As mentioned in section (b) above, Canadian bitcoin entities are presently victims of a ‘catch 22’ type of situation: they are caught in a situation from which they cannot escape because they are subject to arbitrary banking rules and the lack of Canadian legislation, which effectively places them in a situation in which they have no control over.
Buried on page 134 of the 419-page recently released Canadian 2014 Federal Budget, the Canadian federal government confirms that it will “introduce anti-money laundering and anti-terrorist financing regulations for virtual currencies, such as bitcoin”.
OK, so regulations will be introduced by the Canadian government which will specifically address bitcoin, which would, in my opinion, put Canadian banks and credit unions at least partially at ease as per (b) above, but when are these regulations going to be announced and come into effect?
There has been absolutely no guidance from the federal government on this issue. It could be next week or it could be in six months.
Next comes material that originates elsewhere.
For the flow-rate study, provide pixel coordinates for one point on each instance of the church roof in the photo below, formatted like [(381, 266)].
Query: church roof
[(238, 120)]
In the meantime, bitcoin entities are caught in this unfortunate ‘catch 22’ predicament.

Banking hypocrisy?

HSBC bank, New YorkAn issue which deserves some serious attention is the way that both Canadian and international banks execute their anti-money laundering and anti-terrorist financing regulations. 
It’s great that banks have anti-money laundering and anti-terrorist financing policies, but often the execution of those policies are abhorrent and sloppy at best.
Case in point, in an article published by on February 21st 2014, entitled ‘The Ugly Truth Behind Major Banks Financing Mexico’s Drug Cartels‘, the author noted that:
“Since 2006, more than a dozen banks have reached settlements with the Justice Department (United States) as restitution for violations related to money laundering. American Express Bank International admitted to processing more than $55 million in drug money that had been laundered through offshore shell accounts that it operates.”
Readers may recall that last December, the British bank HSBC (which has a large Canadian presence) agreed to settle with the US Justice Department to pay approximately $2 billion in penalties for having moved $881 million in drug proceeds from cartels in Mexico and Columbia during a recent five-year period.
Arguments have been made that banks in general often do not face criminal prosecution for violating anti-money laundering and anti-terrorist financing regulations, but instead, according to the author of the aforementioned article referred to above, “(accept) settlements that either defer or erase the threat of criminal suits.”
If this is true, it can be argued that there is little incentive for banks to actually toughen internal regulatory compliance. 
There have been instances of senior bank executives leaving their positions at their respective banks because of this lack of internal regulatory compliance.
For example, in the aforementioned article, reference is made to a gentlemen named Martin Woods, who served as director of Wachovia’s anti-money laundering unit in London for three years before leaving his position ‘in disgust’ after his repeated requests to executives to put a stop to ongoing drug money laundering operations, which were allegedly occurring in Wachovia’s branch network, were ignored).

Ignored issue

Canadian and international banks take the position that they won’t board bitcoin clients because of concerns that bitcoin entities could be used to facilitate drug money laundering activities. At the same time as a result of sloppy execution some of these banks are guilty themselves of facilitating drug money laundering activities and as a result have paid billion dollar settlement fines.
Is this hypocrisy?  At a minimum it appears to be an inconsistent application of anti-money laundering policies internally versus externally to bitcoin clients.
I believe that the mainstream media, when discussing bitcoin and the risk of money laundering activities associated with it, fails to consider or comment on the hypocrisy issue discussed above.  This is most unfortunate.